Webscraping#
We’ll need some packages to start, requests
, beautifulsoup4
and selenium
. Requesting elements from a static web page is very straightforward. Let’s take an example by trying to grab and plot the table of multiple Olympic medalists from Wikipedia then create a barplot of which sports have the most multiple medal winners.
First we have to grab the data from the url, then pass it to beautifulsoup4, which parses the html, then pass it to pandas. First let’s import the packages we need.
import requests as rq
import bs4
import pandas as pd
We then need to read the web page into data.
url = 'https://en.wikipedia.org/wiki/List_of_multiple_Olympic_gold_medalists'
page = rq.get(url)
## print out the first 200 characters just to see what it looks like
page.text[0 : 99]
'<!DOCTYPE html>\n<html class="client-nojs vector-feature-language-in-header-enabled vector-feature-l'
Now let’s read the page into bs4. Then we want to find the tables in the page. We add the class and wikitable information to specify which tables that we want. If you want to find classes, you can use a web tool, like selectorgadget or viewing the page source.
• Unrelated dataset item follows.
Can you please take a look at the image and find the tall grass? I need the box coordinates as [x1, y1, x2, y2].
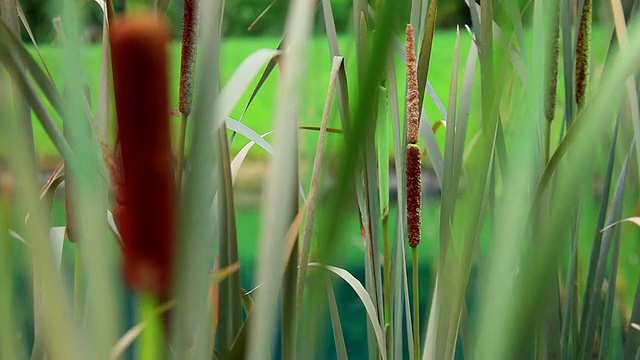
[0, 0, 640, 359]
bs4page = bs4.BeautifulSoup(page.text, 'html.parser')
tables = bs4page.find_all('table',{'class':"wikitable"})
Now we should take the html that we’ve saved, then read it into pandas. Fortunately, pandas has a read_html
method. So, we convert our tables to strings then read it in. Since there’s multiple tables, we grab the first one.
from io import StringIO
# Read the table from the StringIO object into pandas
# Note most recent version of pandas won't accept a string as input, it needs to be passed through stringio
medals = pd.read_html(StringIO(str(tables[0])))[0]
medals = medals.dropna()
medals.head()
No. | Athlete | Nation | Sport | Years | Games | Gender | Gold | Silver | Bronze | Total | |
---|---|---|---|---|---|---|---|---|---|---|---|
0 | 1 | Michael Phelps | United States | Swimming | 2000–2016 | Summer | M | 23.0 | 3.0 | 2.0 | 28.0 |
1 | 2 | Larisa Latynina | Soviet Union | Gymnastics | 1956–1964 | Summer | F | 9.0 | 5.0 | 4.0 | 18.0 |
2 | 3 | Paavo Nurmi | Finland | Athletics | 1920–1928 | Summer | M | 9.0 | 3.0 | 0.0 | 12.0 |
3 | 4 | Mark Spitz | United States | Swimming | 1968–1972 | Summer | M | 9.0 | 1.0 | 1.0 | 11.0 |
4 | 5 | Carl Lewis | United States | Athletics | 1984–1996 | Summer | M | 9.0 | 1.0 | 0.0 | 10.0 |
Now we’re in a position to build our plot. Let’s look at the count of 4 or more medal winers by sport and games.
medals[['Sport', 'Games']].value_counts().plot.bar();
Selenium#
If the page has javacript, your basic web scraping may not work. In this case, you not only need to get and parse the page, but also to interact with the javascript. For this, enter Selenium. This is a python browser that allows you to automate web navigation. For this class, we’re going to work on static web pages, so won’t need Selenium.